Now it seemed from Pitt as if the Inner Circle exercised a very real discipline on its errant members, and punishment was swift and extremely unpleasant. Would it be visited on him? Of course. Why not, if he failed in his duty to his oaths?
Even more unpleasant to him would be if he were asked to administer punishment upon another. Would he do it?
No!
Regina Cars well passed close to him, hesitated in her step as if to speak, then saw his face more closely and continued on her way. A sensitive woman.
But why would he not carry out such a punishment? He knew the answer before he was prepared to admit it.
Because a man must be free to follow his own conscience. No society of any sort, whatever its aims, however noble, must be allowed to dictate what a man believes to be right or wrong.
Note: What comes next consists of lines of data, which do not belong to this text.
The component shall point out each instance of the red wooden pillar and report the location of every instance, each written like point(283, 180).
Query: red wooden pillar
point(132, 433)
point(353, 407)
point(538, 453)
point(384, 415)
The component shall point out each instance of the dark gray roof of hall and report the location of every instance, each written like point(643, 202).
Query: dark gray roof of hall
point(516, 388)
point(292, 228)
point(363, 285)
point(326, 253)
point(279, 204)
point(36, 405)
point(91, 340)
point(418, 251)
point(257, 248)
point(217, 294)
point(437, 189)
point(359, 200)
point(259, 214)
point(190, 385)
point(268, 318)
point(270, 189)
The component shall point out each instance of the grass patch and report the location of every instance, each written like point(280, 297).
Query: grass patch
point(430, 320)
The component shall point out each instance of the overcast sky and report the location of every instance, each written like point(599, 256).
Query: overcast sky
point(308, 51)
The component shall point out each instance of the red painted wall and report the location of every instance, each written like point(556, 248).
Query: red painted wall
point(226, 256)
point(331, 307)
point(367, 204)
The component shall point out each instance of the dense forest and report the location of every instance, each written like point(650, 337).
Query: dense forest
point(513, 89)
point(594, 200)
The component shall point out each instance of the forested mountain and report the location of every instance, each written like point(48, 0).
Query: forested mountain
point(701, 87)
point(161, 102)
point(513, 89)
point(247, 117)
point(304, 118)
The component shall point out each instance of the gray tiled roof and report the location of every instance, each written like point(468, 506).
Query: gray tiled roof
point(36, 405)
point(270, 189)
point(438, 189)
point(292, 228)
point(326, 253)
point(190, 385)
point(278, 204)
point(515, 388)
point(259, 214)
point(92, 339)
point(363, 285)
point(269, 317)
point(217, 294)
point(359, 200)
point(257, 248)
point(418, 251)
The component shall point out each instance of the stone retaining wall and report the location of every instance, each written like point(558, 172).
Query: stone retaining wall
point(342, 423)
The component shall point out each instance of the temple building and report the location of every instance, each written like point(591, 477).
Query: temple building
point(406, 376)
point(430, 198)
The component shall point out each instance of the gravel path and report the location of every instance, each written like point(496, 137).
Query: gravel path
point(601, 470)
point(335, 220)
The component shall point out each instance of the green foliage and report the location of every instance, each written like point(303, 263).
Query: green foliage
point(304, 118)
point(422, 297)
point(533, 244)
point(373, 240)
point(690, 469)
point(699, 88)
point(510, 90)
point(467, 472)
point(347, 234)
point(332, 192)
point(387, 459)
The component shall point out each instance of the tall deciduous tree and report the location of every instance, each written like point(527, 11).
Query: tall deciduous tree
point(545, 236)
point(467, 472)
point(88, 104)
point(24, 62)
But that is not what the oath had said. And now that he saw it in plainer light, that was where he had made the mistake upon which all the others depended. He had sworn allegiance to people, not to an ideal, to something unknown which might change from what he believed to what he did not—and he had allowed himself no avenue of redress. That was what Pitt had pointed out to him.
He could see Byam and Lord Anstiss talking together, Anstiss standing square, a glass in his hand, his stocky body at ease, but not elegant. Beside him Byam stood a little sideways, his weight asymmetrically balanced, with a curious kind of grace, but there was a tension in him that showed in the angle of his head, his tight fingers around his goblet.